The Wide Wide Sea: Imperial Ambition, First Contact, and the Fateful Voyage of Captain James Cook

Hampton Sides. Doubleday, $35 (432p) ISBN 978-0-385-54476-4
Bestseller Sides (On Desperate Ground) recreates in this propulsive account the final expedition of Captain James Cook (1728–1779), which culminated with his murder by native Hawaiians. Diving into the long-standing mystery of what went wrong, Sides spins an observation made by previous chroniclers—that “on his final voyage something wasn’t quite right with the famous captain... his personality had definitely changed”—into a sidelong indictment of imperialism. Tracing Cook’s transformation from toast of the Enlightenment, a heroic “mariner-scientist” who ferried naturalists around the world and made friends with Natives, to violent authoritarian who dispensed brutal punishments for minor infractions, like theft of supplies, against Indigenous communities as well as his crew, Sides eschews the conventional “medical” explanation of Cook’s “profoundly changed... outlook.” Instead, Sides insinuates, the “sinister force pulling at his psyche and his soul” was Cook’s growing conviction—heightened by increasingly frequent signs that Spanish vessels were exploring the same territories in the Pacific—that he must be more ruthless in claiming new land for Britain.

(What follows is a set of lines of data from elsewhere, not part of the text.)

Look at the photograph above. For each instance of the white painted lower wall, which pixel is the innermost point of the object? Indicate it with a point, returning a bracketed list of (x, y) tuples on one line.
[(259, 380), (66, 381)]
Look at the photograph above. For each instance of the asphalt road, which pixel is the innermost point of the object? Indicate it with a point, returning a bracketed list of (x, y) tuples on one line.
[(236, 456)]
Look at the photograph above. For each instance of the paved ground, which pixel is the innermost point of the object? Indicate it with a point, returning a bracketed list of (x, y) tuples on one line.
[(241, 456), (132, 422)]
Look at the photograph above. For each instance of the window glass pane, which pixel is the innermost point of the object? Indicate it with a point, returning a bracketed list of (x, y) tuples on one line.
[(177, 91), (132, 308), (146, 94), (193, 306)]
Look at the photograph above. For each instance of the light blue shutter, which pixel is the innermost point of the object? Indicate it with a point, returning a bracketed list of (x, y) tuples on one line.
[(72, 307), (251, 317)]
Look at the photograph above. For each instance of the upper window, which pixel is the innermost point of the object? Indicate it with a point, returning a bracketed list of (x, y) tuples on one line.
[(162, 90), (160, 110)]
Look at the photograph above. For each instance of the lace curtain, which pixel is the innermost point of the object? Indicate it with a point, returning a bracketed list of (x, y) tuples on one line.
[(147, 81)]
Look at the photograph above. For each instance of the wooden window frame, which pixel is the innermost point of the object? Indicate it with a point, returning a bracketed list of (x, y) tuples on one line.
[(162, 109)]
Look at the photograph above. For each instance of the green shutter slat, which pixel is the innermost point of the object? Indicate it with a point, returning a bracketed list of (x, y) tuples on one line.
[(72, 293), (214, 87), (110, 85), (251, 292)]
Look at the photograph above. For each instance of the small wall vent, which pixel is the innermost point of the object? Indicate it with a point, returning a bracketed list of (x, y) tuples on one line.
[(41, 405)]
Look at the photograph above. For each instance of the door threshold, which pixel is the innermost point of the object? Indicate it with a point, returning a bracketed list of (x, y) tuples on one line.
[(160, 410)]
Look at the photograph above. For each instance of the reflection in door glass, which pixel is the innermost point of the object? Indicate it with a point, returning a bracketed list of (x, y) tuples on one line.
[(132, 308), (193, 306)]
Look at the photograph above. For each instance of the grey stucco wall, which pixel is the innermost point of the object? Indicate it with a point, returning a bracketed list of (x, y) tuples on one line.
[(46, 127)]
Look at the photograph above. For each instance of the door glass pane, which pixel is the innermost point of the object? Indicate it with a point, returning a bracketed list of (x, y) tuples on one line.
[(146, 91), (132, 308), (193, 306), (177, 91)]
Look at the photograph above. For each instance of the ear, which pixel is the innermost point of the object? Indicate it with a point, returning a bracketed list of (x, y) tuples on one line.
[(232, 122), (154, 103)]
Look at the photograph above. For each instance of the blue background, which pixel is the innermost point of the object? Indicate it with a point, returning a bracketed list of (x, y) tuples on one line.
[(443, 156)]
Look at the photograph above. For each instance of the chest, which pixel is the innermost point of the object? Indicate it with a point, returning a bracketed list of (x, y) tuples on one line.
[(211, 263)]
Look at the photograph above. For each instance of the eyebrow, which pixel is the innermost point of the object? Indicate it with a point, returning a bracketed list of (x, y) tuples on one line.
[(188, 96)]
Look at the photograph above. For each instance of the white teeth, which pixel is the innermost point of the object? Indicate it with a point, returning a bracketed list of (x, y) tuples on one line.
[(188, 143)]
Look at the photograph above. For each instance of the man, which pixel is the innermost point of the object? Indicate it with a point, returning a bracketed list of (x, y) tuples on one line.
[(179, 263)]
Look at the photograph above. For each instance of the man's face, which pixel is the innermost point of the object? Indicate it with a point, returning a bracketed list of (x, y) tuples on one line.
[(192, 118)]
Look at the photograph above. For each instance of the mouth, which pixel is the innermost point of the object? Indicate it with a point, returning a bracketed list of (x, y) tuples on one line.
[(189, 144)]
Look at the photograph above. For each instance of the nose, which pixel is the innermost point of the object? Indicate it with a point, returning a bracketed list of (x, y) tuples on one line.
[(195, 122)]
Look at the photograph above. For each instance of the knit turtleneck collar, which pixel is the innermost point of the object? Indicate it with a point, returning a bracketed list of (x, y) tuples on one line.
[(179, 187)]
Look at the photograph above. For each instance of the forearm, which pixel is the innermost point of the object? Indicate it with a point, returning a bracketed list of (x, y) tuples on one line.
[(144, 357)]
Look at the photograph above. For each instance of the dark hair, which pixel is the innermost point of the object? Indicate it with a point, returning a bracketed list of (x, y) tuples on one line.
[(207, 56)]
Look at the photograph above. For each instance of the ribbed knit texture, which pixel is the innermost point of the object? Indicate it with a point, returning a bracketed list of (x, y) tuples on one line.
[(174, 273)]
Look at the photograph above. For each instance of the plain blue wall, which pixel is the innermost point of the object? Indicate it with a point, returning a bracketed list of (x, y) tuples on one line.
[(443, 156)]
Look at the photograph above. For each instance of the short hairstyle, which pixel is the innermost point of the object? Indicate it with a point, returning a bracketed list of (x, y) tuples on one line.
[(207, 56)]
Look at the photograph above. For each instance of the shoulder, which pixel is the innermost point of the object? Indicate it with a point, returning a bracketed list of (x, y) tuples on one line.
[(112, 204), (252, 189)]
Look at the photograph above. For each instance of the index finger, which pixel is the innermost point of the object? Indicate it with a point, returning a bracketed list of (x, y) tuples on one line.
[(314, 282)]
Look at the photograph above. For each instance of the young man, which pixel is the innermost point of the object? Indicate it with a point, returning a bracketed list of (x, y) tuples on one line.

With an admirably light touch, Sides teases out his convincing thesis amid a riveting day-by-day narrative of the voyage and fascinating asides on such matters as the fierce anthropological debate over whether the Hawaiians really considered Cook to be the god Lono. This exquisitely crafted and novelistic portrait of the mercurial captain enthralls. (Apr.)

Help Wanted

Adelle Waldman. Norton, $28.99 (278p) ISBN 978-1-324-02044-8
Waldman’s perceptive sophomore novel (after The Love Affairs of Nathaniel P.) centers on the employees of a big-box store in Upstate New York. Nine of them are a part of the Movement team, arriving at four a.m. to unload trucks, unpack boxes, and stock the shelves before the store opens. Team manager Meredith, who’s under pressure from corporate headquarters to maintain the department’s budget, alienates the others by refusing requests for additional work hours or raises, contributing to their struggles to make ends meet. When the store manager announces he’s transferring to another location, and that corporate will be coming to interview employees to decide which team manager will take his role, Movement member Val sees an opportunity to get rid of Meredith by pushing to promote her. Val and the other team members put the plan in action, and several of them begin fantasizing about a promotion. Though Waldman touches only briefly on the employees’ personal lives, making it difficult to keep all the characters straight, the narrative builds to a satisfying and surprising conclusion. It’s a bracing and worthwhile glimpse of the high stakes faced by low-wage workers. (Mar.)